I don’t know about everyone else, but for me, choices two and three have definite relevance for my life. After all, saying yes to God sometimes means ceding control, letting God’s will triumph over our own will. And there are few things more unsettling and potentially scary than that. We live in a culture, after all, in which sacrifice, compromise, joyful obedience and being malleable are seen as signs of weakness, signs of being a patsy. We have been conditioned, after all, to always seek to win—to demand “What’s in this for me?”—and the way our churches are set up can be no different.
So maybe that’s why some of us feel sorry for those poor fish-people. Visions of that scene in Finding Nemo might be flashing through your mind’s eye right now—the one where poor little Nemo has been caught in the net of the trawler along with hundreds of other fish, and they panic at the prospect of their impending doom as the net inexorably cranks upward.
But Jesus’s Good News never starts by tricking or guilting people into conversion and repentance. Jesus’s Good News, one that we are called to proclaim and embody, emphasizes living a life of discipleship rather than an emphasis on how to suffer through life until you get a reward of heaven when you die. My life was hard enough growing up. “Get used to it, kid,” or, a million times worse, smugly being told “It’s all God’s will” in answer to the real deprivations and chaos in which I grew up did NOT entice me into feeling like I was on the winning end of a bargain.
Jesus met people where they were, and invited them into relationship by being spiritually and intellectually welcoming. Again and again, he invites us to bring our questions and our doubts and not be rejected or shamed for them. And the places in my youth that operated with baiting nets and condemning some people as “garbage” worthy only of destruction when they got caught in God’s net did not appeal to me one bit.
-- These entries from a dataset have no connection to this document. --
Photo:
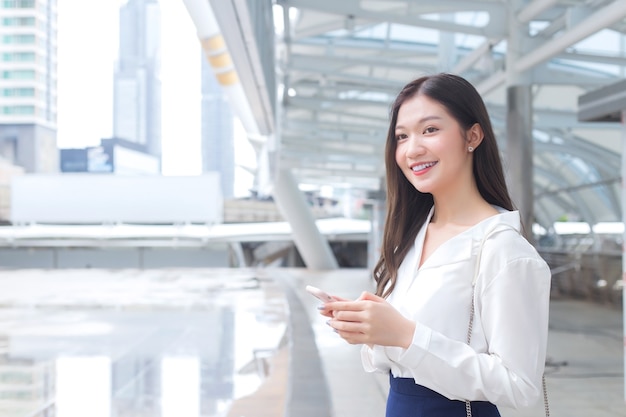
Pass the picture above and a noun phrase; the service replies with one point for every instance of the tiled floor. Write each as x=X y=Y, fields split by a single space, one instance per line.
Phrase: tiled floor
x=186 y=342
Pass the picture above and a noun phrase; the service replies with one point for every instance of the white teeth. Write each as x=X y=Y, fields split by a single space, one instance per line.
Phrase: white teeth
x=423 y=166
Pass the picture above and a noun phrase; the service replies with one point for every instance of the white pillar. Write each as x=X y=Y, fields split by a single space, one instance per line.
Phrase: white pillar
x=313 y=247
x=519 y=126
x=624 y=233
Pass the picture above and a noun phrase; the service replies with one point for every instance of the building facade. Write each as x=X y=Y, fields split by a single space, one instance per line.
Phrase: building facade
x=217 y=132
x=28 y=84
x=137 y=85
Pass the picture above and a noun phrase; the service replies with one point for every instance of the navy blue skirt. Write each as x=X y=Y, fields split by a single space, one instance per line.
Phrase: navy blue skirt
x=407 y=399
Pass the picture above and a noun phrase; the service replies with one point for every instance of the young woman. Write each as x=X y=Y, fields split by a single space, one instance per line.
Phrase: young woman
x=452 y=243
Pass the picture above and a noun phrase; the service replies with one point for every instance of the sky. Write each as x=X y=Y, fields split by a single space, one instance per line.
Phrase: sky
x=88 y=38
In calling us, Jesus doesn’t offer us a bargain. In calling us, Jesus offers us our lives.
Rather than vengeance and punishment, Jesus calls us to mercy and grace. Rather than a transactional mindset like the rest of the world around us, run by merciless parameters like “dog eat dog” and “take advantage of others before they take advantage of you,” Jesus’s Good News is instead an orientation toward compassion and helping others without stopping to refuse those who were deemed “unworthy.” An emphasis on helping the struggling rather than ignoring their struggles or seeing those struggles as “God’s will.” A proclamation of how Jesus’s incarnation is meant to remind us of how precious we are in God’s sight, rather than how fallen and corrupt the material world is—and letting Christians off the hook from trying to make the broken places in the world better.
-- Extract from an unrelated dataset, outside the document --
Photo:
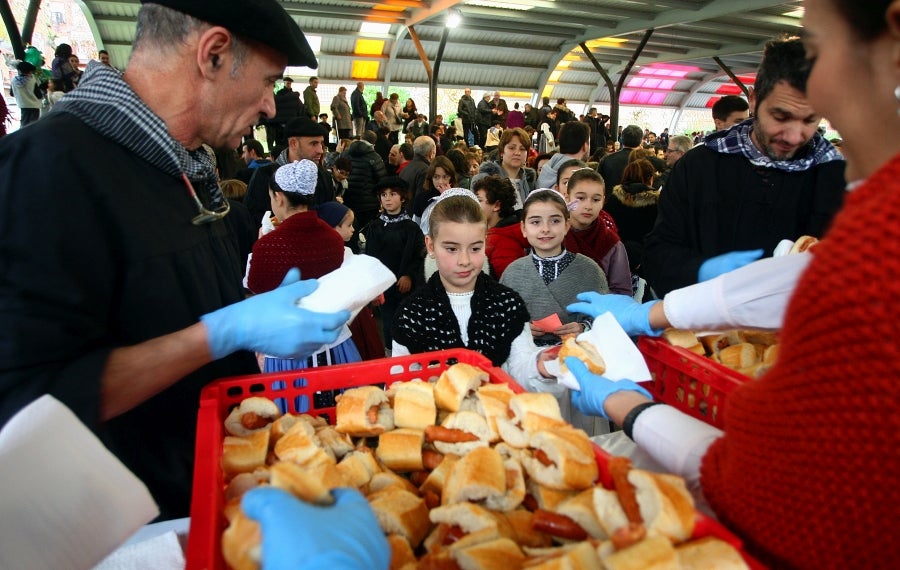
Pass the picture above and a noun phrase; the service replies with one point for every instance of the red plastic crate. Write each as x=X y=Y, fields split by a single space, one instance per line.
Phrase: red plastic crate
x=692 y=383
x=312 y=391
It's a question of emphasis. As our gospel passage begins, Jesus is walking along the shores of Galilee proclaiming GOOD NEWS. Good news, of mercy and grace, rather than suffering and smiting. That’s what entices people to leave the nets that have ensnared them and follow Jesus.
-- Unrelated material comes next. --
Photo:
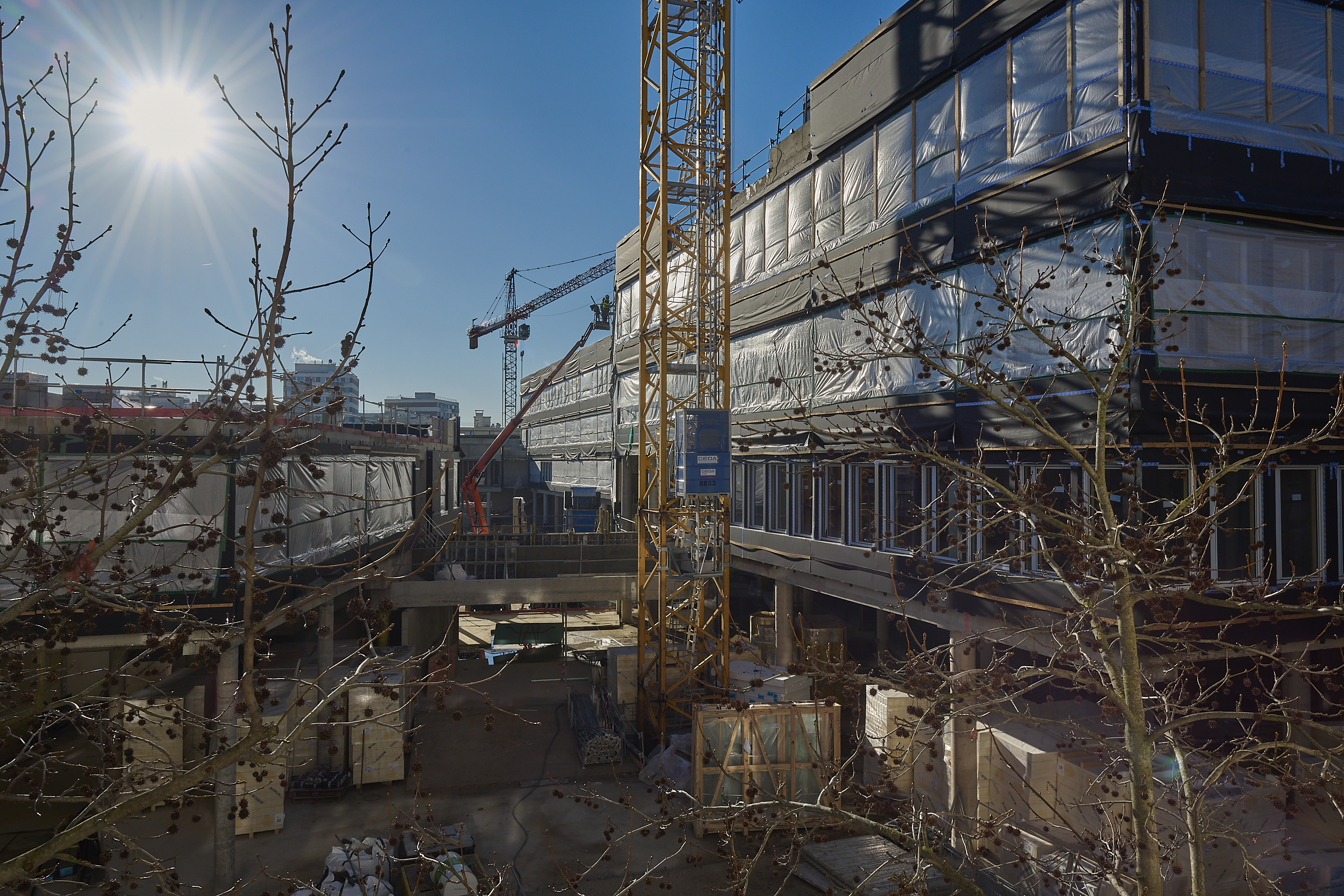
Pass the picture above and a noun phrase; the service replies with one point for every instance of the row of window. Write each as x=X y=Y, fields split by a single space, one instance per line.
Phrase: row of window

We can hear Jesus’s call with a different emphasis.
Instead of “Follow me, and I will make you fish for PEOPLE.”What if we heard, “Follow me, and I will make you fish FOR people.” To live for others, to live for God, and in doing so, living lives that really matter.
Jesus calls Simon and Andrew and James and John and you and me to actively join with him in proclaiming the Good News to those we encounter in OUR lives. To take stock of what God’s love does for us in each moment, and to be so overjoyed we share that love with others. And that’s how we get out of the net and off the hook, and instead live lives of richness and abundance.
Jesus’s call to us, as disciples, is to not to trap people in our nets, but to leave the nets and the manipulations and seek reconciliation and good news for ALL.
Jesus’s call to us, as disciples, is to have faith in God’s love for us—and for our own ability to share that love in a world that DESPERATELY needs it. Immediately.